В действительности человечество придумало, а отчасти и осуществило немало общественных форм, значительно превосходящих ту, за которую ратовал Черчилль, а также всяческие олигархи, банкиры, их служащие и слуги. Но противостоять имущим власть и капиталы, заставить их поступиться своими благами во имя свободы, справедливости, чести, совести, взаимной помощи – задача чрезвычайно трудная. Они ориентированы на свое господство и поступиться этим не желают ни при каких условиях, вплоть до военных действий, террора, физического и морального (с помощью СМРАП) подавления противников.

Почему же эти субъекты легко мирились с той формой протеста, которую избрали кубисты, дадаисты, футуристы, экспрессионисты, абстракционисты, сюрреалисты и прочие авангардисты?

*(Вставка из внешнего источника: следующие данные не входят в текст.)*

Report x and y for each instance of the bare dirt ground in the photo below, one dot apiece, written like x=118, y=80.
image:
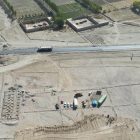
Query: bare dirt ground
x=38, y=82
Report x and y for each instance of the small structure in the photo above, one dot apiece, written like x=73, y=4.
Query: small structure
x=101, y=100
x=94, y=103
x=85, y=23
x=75, y=103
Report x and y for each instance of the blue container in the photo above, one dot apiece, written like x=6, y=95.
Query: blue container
x=94, y=103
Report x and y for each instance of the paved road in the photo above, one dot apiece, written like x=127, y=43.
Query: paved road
x=33, y=50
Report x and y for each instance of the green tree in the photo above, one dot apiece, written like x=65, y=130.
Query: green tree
x=59, y=22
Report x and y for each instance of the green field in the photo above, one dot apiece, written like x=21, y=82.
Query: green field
x=73, y=10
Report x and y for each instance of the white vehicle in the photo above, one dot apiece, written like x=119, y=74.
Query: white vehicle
x=44, y=49
x=75, y=103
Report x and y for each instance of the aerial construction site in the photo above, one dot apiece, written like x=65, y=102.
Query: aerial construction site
x=76, y=81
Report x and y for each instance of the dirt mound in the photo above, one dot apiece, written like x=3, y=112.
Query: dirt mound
x=94, y=123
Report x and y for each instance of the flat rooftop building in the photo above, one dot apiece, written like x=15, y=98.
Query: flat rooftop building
x=86, y=23
x=32, y=27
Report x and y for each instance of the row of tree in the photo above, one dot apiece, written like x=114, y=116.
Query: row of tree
x=10, y=7
x=93, y=6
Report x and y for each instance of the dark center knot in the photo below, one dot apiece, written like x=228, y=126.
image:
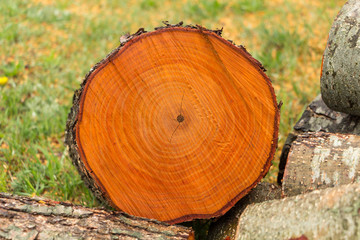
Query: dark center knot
x=180, y=118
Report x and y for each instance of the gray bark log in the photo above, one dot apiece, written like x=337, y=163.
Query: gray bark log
x=226, y=225
x=318, y=118
x=331, y=213
x=340, y=77
x=31, y=218
x=321, y=160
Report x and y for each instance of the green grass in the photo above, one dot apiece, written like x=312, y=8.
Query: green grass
x=47, y=47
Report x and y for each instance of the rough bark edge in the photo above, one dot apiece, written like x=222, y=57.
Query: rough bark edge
x=116, y=224
x=331, y=213
x=331, y=121
x=300, y=168
x=75, y=151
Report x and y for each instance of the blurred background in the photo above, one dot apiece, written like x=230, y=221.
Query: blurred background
x=47, y=47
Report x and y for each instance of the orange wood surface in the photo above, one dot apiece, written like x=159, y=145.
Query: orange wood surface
x=178, y=124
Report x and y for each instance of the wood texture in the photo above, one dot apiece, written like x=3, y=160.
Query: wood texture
x=35, y=218
x=175, y=124
x=321, y=160
x=340, y=86
x=331, y=213
x=318, y=118
x=225, y=227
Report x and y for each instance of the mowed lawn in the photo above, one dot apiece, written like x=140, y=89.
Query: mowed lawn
x=47, y=47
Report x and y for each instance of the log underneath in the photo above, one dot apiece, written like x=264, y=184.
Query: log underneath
x=332, y=213
x=32, y=218
x=318, y=118
x=226, y=226
x=340, y=85
x=173, y=125
x=321, y=160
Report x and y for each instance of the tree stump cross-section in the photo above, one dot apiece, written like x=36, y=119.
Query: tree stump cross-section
x=173, y=125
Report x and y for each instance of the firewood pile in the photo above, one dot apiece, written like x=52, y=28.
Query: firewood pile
x=317, y=195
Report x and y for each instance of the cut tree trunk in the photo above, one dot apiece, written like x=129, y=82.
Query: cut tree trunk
x=340, y=85
x=225, y=227
x=321, y=160
x=318, y=118
x=173, y=125
x=32, y=218
x=332, y=213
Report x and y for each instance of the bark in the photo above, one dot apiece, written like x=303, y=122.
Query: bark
x=35, y=218
x=154, y=130
x=226, y=225
x=321, y=160
x=318, y=118
x=331, y=213
x=340, y=85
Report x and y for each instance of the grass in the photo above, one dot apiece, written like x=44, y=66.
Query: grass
x=47, y=47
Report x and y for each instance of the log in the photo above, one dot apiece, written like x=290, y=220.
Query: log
x=225, y=227
x=173, y=125
x=331, y=213
x=36, y=218
x=340, y=86
x=318, y=118
x=321, y=160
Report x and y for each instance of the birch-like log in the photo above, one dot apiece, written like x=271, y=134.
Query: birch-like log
x=226, y=225
x=318, y=118
x=34, y=218
x=340, y=85
x=332, y=213
x=321, y=160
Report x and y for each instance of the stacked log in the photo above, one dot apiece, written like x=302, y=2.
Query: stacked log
x=37, y=218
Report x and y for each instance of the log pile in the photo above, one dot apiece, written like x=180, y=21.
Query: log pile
x=123, y=114
x=175, y=124
x=36, y=218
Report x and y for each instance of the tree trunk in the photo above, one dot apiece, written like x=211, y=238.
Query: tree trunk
x=331, y=213
x=321, y=160
x=318, y=118
x=31, y=218
x=225, y=226
x=340, y=85
x=173, y=125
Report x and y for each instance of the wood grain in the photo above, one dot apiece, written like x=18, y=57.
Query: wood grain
x=321, y=160
x=124, y=127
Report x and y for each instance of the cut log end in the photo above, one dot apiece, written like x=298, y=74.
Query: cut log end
x=175, y=124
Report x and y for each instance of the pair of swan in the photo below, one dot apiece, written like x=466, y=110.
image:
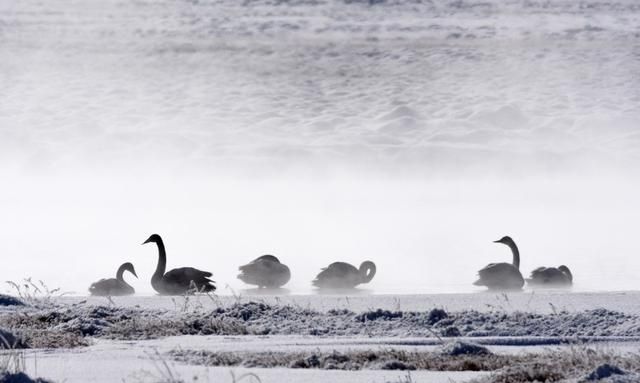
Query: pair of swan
x=267, y=271
x=507, y=276
x=174, y=282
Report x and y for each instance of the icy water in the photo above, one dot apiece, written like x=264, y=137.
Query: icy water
x=411, y=133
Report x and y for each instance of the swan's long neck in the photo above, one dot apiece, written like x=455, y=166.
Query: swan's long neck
x=162, y=261
x=367, y=271
x=516, y=254
x=120, y=272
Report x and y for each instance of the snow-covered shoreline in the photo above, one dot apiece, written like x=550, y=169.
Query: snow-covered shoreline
x=139, y=333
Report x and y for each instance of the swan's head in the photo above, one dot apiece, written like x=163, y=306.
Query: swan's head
x=566, y=272
x=129, y=267
x=505, y=240
x=155, y=238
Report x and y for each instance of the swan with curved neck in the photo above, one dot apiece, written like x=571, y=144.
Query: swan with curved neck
x=114, y=286
x=179, y=281
x=502, y=276
x=339, y=275
x=551, y=277
x=265, y=271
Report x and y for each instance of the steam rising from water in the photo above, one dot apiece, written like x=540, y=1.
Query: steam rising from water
x=410, y=134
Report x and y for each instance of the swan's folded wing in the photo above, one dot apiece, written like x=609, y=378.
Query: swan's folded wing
x=185, y=275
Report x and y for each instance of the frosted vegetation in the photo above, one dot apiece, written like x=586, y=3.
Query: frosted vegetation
x=62, y=325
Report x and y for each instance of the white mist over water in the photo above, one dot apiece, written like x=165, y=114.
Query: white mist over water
x=411, y=134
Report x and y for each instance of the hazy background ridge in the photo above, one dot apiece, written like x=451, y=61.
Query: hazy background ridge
x=410, y=133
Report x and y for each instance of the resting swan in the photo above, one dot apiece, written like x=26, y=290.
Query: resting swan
x=177, y=281
x=502, y=276
x=265, y=271
x=114, y=286
x=551, y=277
x=341, y=275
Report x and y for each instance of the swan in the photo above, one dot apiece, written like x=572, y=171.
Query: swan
x=340, y=275
x=265, y=271
x=502, y=276
x=551, y=277
x=177, y=281
x=114, y=286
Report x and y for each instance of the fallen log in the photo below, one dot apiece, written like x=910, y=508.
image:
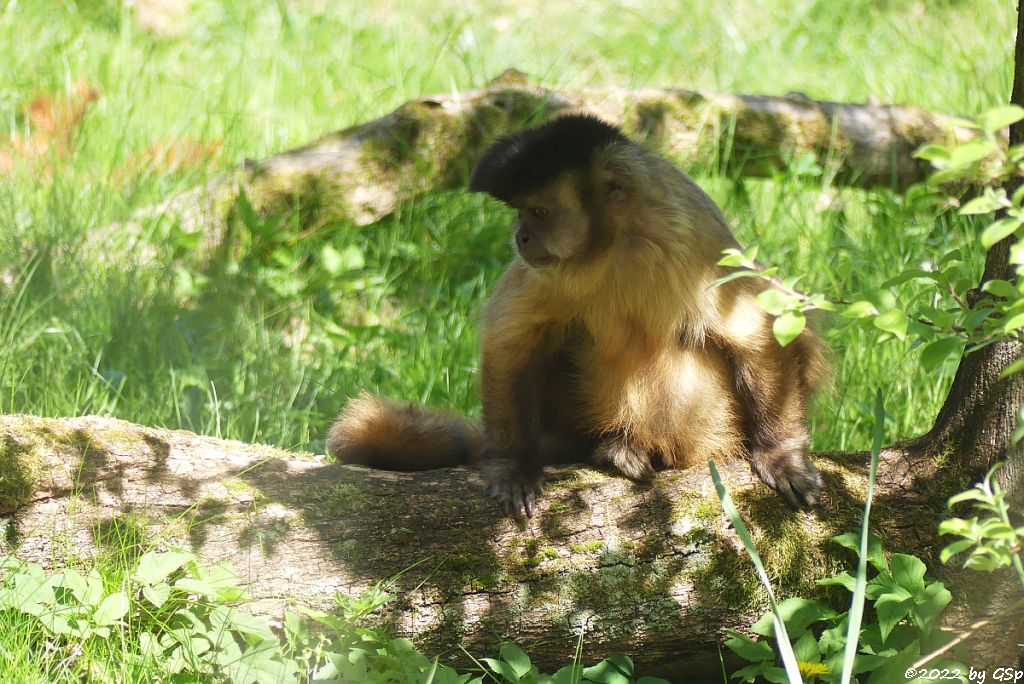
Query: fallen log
x=364, y=173
x=654, y=571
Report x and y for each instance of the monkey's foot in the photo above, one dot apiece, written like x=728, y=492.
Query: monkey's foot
x=516, y=489
x=787, y=470
x=632, y=462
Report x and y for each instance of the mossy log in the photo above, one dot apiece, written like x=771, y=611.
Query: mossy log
x=654, y=571
x=363, y=173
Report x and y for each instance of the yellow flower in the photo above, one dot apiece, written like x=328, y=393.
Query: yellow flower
x=812, y=669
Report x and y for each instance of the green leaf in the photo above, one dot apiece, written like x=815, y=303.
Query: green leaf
x=936, y=597
x=787, y=327
x=842, y=580
x=908, y=571
x=806, y=648
x=893, y=321
x=998, y=118
x=773, y=301
x=798, y=613
x=1016, y=367
x=154, y=566
x=517, y=658
x=936, y=154
x=940, y=350
x=748, y=648
x=997, y=230
x=112, y=609
x=502, y=669
x=882, y=298
x=891, y=607
x=985, y=204
x=781, y=637
x=971, y=153
x=335, y=262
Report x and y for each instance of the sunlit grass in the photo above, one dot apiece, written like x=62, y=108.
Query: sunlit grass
x=270, y=356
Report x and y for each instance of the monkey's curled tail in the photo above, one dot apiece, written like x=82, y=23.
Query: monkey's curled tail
x=393, y=435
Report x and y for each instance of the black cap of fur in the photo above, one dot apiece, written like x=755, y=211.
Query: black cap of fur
x=529, y=160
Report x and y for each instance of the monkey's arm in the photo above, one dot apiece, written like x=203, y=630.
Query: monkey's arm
x=516, y=339
x=772, y=384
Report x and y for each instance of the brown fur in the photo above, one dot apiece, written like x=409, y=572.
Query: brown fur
x=400, y=436
x=604, y=338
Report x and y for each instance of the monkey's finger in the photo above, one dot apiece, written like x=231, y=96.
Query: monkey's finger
x=528, y=503
x=810, y=488
x=785, y=489
x=518, y=506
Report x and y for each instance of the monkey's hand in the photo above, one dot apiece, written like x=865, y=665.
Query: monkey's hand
x=786, y=468
x=515, y=487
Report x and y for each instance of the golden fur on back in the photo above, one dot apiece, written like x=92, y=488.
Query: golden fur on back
x=605, y=337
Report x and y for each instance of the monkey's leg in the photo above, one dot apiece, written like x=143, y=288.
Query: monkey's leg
x=626, y=458
x=518, y=345
x=769, y=383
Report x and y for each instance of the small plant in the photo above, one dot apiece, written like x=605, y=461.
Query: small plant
x=173, y=620
x=990, y=541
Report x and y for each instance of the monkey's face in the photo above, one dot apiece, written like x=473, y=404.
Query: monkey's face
x=553, y=226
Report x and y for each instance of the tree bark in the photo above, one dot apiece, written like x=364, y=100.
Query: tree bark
x=363, y=173
x=653, y=571
x=974, y=429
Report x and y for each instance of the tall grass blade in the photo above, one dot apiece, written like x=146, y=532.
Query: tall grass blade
x=784, y=647
x=857, y=603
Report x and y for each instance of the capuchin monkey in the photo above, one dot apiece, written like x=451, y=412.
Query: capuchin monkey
x=604, y=339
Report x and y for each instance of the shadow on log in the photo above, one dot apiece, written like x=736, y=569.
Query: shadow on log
x=654, y=571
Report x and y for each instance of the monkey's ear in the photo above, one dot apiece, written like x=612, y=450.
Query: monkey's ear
x=616, y=173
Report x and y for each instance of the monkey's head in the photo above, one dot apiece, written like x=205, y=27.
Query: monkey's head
x=560, y=180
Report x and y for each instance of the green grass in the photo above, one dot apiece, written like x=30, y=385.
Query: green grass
x=267, y=351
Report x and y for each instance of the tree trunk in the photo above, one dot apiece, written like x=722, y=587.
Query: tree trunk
x=363, y=173
x=974, y=429
x=654, y=571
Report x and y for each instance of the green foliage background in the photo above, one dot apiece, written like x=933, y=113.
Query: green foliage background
x=268, y=350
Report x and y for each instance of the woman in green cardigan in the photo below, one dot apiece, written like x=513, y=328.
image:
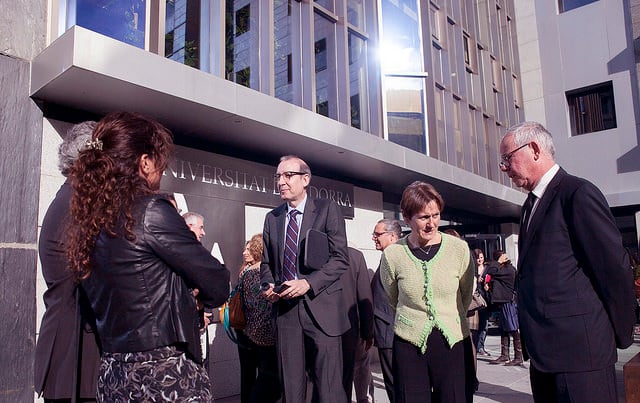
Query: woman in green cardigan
x=428, y=277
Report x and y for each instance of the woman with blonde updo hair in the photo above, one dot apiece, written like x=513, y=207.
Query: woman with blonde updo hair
x=137, y=261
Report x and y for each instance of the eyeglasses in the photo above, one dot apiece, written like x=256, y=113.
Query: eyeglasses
x=505, y=162
x=288, y=175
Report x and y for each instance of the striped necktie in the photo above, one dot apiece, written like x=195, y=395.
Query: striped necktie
x=291, y=248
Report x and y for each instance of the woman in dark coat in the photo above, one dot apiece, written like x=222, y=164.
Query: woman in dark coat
x=501, y=286
x=56, y=351
x=138, y=261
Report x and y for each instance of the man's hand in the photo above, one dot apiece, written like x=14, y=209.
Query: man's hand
x=297, y=288
x=268, y=294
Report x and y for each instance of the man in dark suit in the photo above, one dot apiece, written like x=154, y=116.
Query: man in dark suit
x=357, y=341
x=62, y=329
x=575, y=295
x=310, y=312
x=385, y=233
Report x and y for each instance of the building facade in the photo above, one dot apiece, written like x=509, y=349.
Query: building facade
x=373, y=94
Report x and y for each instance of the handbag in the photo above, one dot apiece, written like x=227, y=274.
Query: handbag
x=237, y=320
x=477, y=301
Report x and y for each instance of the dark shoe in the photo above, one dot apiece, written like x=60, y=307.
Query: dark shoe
x=514, y=363
x=500, y=360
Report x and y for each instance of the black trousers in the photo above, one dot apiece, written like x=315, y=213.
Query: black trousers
x=441, y=374
x=305, y=350
x=386, y=365
x=258, y=372
x=565, y=387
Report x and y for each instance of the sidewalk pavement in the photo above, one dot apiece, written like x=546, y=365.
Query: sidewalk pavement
x=497, y=382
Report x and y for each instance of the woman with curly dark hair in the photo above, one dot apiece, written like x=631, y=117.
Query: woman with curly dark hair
x=259, y=380
x=137, y=261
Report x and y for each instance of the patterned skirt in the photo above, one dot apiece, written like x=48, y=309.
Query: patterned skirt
x=164, y=374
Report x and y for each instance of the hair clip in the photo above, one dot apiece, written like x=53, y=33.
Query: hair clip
x=94, y=144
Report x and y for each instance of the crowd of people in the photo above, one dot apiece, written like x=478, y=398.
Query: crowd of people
x=131, y=288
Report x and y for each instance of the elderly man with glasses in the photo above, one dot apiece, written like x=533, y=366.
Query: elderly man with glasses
x=575, y=289
x=385, y=233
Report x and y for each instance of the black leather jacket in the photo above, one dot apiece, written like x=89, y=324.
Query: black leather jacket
x=140, y=290
x=502, y=283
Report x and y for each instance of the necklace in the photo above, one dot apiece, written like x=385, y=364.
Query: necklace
x=428, y=251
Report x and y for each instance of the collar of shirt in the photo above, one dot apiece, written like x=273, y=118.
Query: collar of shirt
x=300, y=207
x=541, y=187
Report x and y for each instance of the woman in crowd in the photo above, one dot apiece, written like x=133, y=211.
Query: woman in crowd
x=56, y=360
x=428, y=276
x=480, y=335
x=501, y=286
x=137, y=261
x=256, y=343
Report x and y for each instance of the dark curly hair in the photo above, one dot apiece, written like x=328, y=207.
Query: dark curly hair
x=416, y=196
x=106, y=181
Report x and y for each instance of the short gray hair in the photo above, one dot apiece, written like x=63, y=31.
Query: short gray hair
x=74, y=142
x=392, y=226
x=527, y=132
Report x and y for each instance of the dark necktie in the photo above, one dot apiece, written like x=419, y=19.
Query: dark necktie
x=291, y=248
x=526, y=213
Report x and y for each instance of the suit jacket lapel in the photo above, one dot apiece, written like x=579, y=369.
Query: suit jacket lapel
x=540, y=212
x=280, y=214
x=307, y=221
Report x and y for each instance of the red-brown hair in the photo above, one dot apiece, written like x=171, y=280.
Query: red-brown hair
x=106, y=181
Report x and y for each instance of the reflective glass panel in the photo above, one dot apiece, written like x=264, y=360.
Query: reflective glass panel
x=405, y=112
x=325, y=66
x=355, y=13
x=400, y=45
x=328, y=4
x=182, y=32
x=283, y=51
x=123, y=20
x=358, y=82
x=241, y=42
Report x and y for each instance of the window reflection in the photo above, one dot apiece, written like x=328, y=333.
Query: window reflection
x=400, y=44
x=182, y=32
x=405, y=112
x=123, y=20
x=357, y=82
x=355, y=13
x=283, y=57
x=325, y=66
x=241, y=43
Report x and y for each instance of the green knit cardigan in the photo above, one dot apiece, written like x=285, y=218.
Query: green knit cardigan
x=429, y=294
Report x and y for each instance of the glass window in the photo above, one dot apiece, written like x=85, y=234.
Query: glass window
x=328, y=4
x=123, y=20
x=325, y=66
x=241, y=43
x=182, y=32
x=401, y=48
x=282, y=48
x=592, y=109
x=355, y=13
x=405, y=112
x=358, y=82
x=566, y=5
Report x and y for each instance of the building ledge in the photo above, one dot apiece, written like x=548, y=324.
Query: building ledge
x=90, y=72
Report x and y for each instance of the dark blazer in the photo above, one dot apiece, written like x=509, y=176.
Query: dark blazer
x=55, y=359
x=575, y=289
x=151, y=278
x=384, y=314
x=358, y=295
x=326, y=298
x=502, y=282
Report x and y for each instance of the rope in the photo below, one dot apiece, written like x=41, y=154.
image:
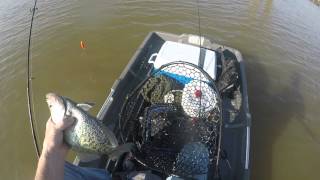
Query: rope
x=29, y=78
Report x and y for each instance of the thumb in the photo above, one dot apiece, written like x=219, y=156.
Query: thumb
x=67, y=122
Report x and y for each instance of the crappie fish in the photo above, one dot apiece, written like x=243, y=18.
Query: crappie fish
x=87, y=134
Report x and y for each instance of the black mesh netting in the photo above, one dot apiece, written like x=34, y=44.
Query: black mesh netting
x=174, y=118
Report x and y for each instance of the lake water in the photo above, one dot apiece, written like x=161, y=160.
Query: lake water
x=280, y=41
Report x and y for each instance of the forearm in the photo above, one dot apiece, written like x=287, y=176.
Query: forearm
x=51, y=164
x=52, y=159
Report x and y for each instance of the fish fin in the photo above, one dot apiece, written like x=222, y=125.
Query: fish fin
x=85, y=106
x=120, y=150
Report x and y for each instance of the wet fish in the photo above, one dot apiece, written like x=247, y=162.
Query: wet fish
x=87, y=134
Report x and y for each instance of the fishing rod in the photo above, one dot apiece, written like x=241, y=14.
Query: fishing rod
x=29, y=79
x=216, y=173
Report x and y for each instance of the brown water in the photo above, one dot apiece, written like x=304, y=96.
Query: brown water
x=280, y=41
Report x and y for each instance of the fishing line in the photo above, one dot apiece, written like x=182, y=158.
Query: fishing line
x=29, y=79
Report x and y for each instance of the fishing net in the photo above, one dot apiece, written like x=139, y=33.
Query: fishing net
x=174, y=118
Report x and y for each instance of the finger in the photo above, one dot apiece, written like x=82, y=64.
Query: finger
x=67, y=122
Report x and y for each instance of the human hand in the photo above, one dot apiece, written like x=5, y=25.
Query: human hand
x=53, y=141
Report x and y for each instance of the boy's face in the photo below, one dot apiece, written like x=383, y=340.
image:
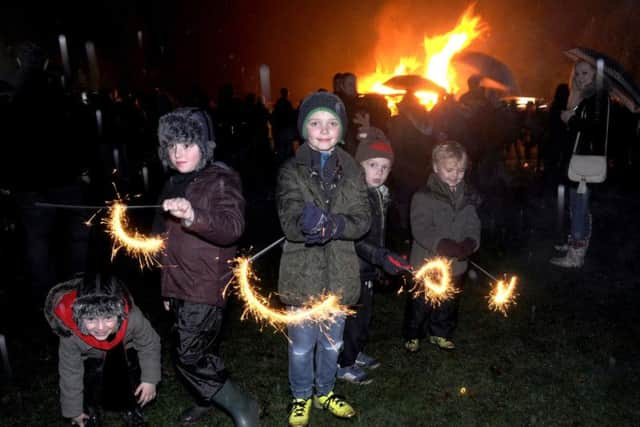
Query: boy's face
x=323, y=131
x=100, y=327
x=376, y=171
x=450, y=170
x=184, y=156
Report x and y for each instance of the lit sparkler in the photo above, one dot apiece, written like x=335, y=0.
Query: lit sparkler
x=135, y=244
x=327, y=308
x=433, y=280
x=503, y=296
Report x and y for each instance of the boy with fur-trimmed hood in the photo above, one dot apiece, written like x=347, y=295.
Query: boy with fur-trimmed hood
x=100, y=328
x=203, y=219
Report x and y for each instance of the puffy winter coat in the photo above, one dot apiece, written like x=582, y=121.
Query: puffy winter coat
x=197, y=256
x=436, y=214
x=310, y=271
x=75, y=348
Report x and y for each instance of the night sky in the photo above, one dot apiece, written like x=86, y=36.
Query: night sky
x=211, y=42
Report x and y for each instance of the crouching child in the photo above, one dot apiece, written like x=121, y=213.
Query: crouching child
x=109, y=355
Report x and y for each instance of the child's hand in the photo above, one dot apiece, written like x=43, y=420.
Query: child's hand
x=146, y=392
x=79, y=420
x=180, y=208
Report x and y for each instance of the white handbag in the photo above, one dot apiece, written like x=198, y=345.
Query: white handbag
x=584, y=168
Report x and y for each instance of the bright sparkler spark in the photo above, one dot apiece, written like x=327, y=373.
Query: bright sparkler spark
x=256, y=306
x=433, y=280
x=503, y=296
x=135, y=244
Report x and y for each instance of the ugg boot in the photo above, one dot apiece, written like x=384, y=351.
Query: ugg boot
x=243, y=409
x=574, y=257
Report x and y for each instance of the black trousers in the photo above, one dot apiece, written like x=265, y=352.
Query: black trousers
x=197, y=349
x=111, y=382
x=356, y=328
x=422, y=318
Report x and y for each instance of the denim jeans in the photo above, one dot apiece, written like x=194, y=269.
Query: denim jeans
x=314, y=341
x=579, y=208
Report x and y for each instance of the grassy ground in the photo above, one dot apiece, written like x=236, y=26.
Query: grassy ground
x=566, y=355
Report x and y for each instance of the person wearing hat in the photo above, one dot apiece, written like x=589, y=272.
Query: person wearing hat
x=375, y=155
x=203, y=219
x=323, y=209
x=105, y=340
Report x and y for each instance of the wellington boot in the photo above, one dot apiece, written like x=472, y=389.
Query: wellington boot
x=244, y=410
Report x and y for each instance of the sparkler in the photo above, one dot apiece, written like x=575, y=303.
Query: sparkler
x=502, y=296
x=433, y=280
x=135, y=245
x=326, y=308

Почему издавали их труды, выставляли и продавали картины? Даже допускали – хотя бы отчасти – критику церкви и мирились с симпатией многих авангардистов к атеистам и коммунистам.

В чем же дело? Именно в том, что никакого дела, предполагающего свержение несправедливого общественного устройства, авангардисты в своем творчестве не предлагали. Их революционный порыв выражался в формальных ухищрениях. А это лишь развлекало буржуа, добавляло перец, соль и кислинку в их избыточно сладкую и жирную духовную пищу.

Своими первыми картинами, выставленными в Париже, Дали шокировал некоторых сюрреалистов – из тех, кто не вполне разделял теоретические идеи и политический курс Андре Бретона. Так, в конце 1929 года Жорж Батай не изъявил восторга от «Мрачной игры» (или «Игры втемную») Сальвадора Дали.

В этой картине присутствуют многие образы, которые он в дальнейшем будет использовать во многих своих картинах данного периода: гигантская рука, огромный кузнечик, вцепившийся в сомкнутые губы пластичной головы автора, символы пола и кастрации, а также стыда и раскаяния, онанистические и скатологические (связанные с экскрементами) фантазии. Все это выглядит как фантасмагория на темы фрейдизма.

Жорж Батай писал: «Чтобы измерить всю бездну зла, достаточно представить себе маленькую девочку с прекрасными внешними данными, но чья душа была бы мерзким и гнусным отражением идей Дали».

Вообще-то идеи эти принадлежали изначально не Дали, а окружающей буржуазной среде. Здесь немало слюнявых охотников до девочек с прекрасными внешними данными; а чтобы заполучить вожделенную добычу, требуется внедрить юным созданиям обоего пола мерзости и гнусности, которыми щедро потчевал почтеннейшую публику Сальвадор Дали.

По словам Жоржа Батая, «постепенно проявляются противоречивые свидетельства рабства и бунта… Как, кстати, не восхищаться потерей воли, безмозглыми поступками, шаткой неуверенностью, постоянными колебаниями от дозволенной невнимательности к вниманию? Правда, здесь я говорю о том, что уже поросло мхом забвения, когда бритвы Дали вызывали гримасы ужаса на наших лицах. Не исключено, что они вызвали и рвотное состояние, сходное с тем, что ощущают пьянчужки, превратившие рабское благородство в идиотский идеализм. Все это напоминает издевательство надсмотрщиков над каторжниками и оставляет весьма своеобразное впечатление».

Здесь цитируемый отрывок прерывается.